各地域での風向きを調べる必要があります。
低気圧が通過した後に飛んで来るのは上昇気流によるものかもしれないからです。

<対策案>
1、玄関の外に扇風機を設置してハエを吹き飛ばす。
  人が出入りするために必要です。
2、玄関にハエ取り紙を吊り下げる。(飛んでいるハエの補足)
3、外気取入れ用の換気扇を窓に取り付ける。
  外側にはハエの侵入できないフィルターを付ける。
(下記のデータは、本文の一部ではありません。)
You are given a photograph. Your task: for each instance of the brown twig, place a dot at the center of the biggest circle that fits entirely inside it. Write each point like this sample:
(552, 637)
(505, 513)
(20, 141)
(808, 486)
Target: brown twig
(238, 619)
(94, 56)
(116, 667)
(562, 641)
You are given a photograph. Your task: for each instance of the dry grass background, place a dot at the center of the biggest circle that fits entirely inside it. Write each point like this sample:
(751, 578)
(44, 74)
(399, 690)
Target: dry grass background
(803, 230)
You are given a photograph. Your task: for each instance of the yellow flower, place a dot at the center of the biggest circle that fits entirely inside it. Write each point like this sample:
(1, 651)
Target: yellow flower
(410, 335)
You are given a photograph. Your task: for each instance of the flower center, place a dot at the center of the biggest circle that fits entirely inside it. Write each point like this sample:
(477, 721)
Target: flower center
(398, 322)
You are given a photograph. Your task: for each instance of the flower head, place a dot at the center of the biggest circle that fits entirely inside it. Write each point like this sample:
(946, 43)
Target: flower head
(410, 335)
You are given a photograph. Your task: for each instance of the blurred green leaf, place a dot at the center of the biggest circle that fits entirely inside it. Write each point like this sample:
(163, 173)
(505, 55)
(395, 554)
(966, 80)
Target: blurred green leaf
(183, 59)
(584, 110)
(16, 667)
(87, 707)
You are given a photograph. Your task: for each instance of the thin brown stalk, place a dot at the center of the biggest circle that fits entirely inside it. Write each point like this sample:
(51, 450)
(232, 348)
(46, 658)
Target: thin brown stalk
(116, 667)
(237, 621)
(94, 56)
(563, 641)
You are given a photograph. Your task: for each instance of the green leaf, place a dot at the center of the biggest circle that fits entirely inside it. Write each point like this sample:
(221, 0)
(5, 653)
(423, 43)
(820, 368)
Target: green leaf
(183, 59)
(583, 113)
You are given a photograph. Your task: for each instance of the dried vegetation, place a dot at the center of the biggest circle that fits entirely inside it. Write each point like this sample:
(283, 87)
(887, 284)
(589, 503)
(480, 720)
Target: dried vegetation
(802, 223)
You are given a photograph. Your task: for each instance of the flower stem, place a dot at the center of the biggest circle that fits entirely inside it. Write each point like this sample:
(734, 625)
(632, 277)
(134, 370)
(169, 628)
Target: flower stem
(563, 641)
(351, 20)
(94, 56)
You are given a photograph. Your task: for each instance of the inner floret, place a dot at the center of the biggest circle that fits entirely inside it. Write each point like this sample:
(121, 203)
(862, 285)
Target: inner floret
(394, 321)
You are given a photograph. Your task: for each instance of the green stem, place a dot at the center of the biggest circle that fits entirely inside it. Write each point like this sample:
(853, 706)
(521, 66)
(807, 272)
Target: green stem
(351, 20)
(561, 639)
取り付けた窓は密閉すること。
4、午前中は通常の換気扇は停止すること。
5、家の中をプラスの圧力にすること。
6、家の中から外に向けて空気が移動しているか確認すること。
  隙間から侵入しようとするハエは、外に吹き飛ばされます。

この考えは、病院内で伝染病患者の病原菌を外部に漏らさないように部屋の気圧を下げます。
この反対がハエを侵入させないように部屋の気圧を上げます。
室内の空気の圧力でハエは屋外に飛ばされます。
家全体を密閉しなくても空気の圧力で侵入を阻止できます。

これはあくまでも個人的な見解であり、さらに観察する必要があります。